Here’s a list of things to remember when you’re required to lift a patient or something heavy on the job:

  • Stand with your feet shoulder-width apart. Give yourself a good base for support. 
  • Get as close to the patient as you can. 
  • Face the patient when you are lifting.
  • Don’t bend or twist at the waist. 
  • Bend with your knees, not your back or waist. 
  • Lift with your legs and not your back. You should feel the activation of your muscles in your legs, in other words. If you feel it in your back, stop and try again.
  • Use a mechanical lift when available and if possible. 
  • Ask for help if you need it. Be mindful of your body, and if something starts to hurt, stop! Adjust your position and try again. If it’s still too much, ask for help. It’s always better to ask for help than it is to injure yourself. 

Throughout the day, check on your posture. Are you slouching? Is your head jutting forward? Make a quick adjustment and try to sit and stand straight and tall. Good posture protects your back. 

How to Strengthen Your Back

Another key component of back injury prevention is strength training. Make sure you are exercising and strengthening your back muscles. It’s not a bad idea to get a personal trainer for a while to teach you some good techniques and exercises for back strengthening. There are many things you can do at home to strengthen your back on your own or with a partner. 

You can find great lists of back strengthening exercises that you can do at home with little to no equipment. Choose a few to rotate through each day, and do them while you watch TV or listen to an audiobook.

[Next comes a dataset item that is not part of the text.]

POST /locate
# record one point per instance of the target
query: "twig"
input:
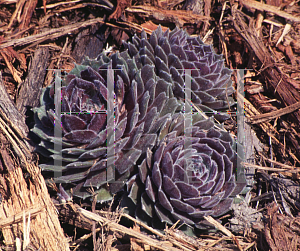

Here are a couple of no-equipment exercises you can try to get started:

  • Dolphin Kicks: this exercise will help strengthen your legs and abdominals. Strengthening your core is always a good idea when you want to strengthen your back. 
  • Superman: a recommended exercise from pediatric spine experts, this one will help strengthen your whole body. 
  • Hip Hinges: also known as the “Good Morning” exercise, this is a great one to do when you wake up and as you go about your daily routine.

And, while you might not be sitting at a desk for the majority of your day, if you do find yourself sitting in an office chair, you can also do some stretches or strengthening exercises while you’re seated. 

Care for Your Back Now

Your health and well-being as a healthcare provider matter. If you are injured or in pain, not only can you not perform to the best of your ability, but you’ll also increase your chances of serious injury. Take care to learn about proper body mechanics, strengthen your back, and watch out for situations where you could be injured. 

Here at Supplemental Health Care, we know that your job as a healthcare worker is essential. We hope that this article will give you more ideas on how to support yourself and give your body its best chance at staying healthy and safe on the job.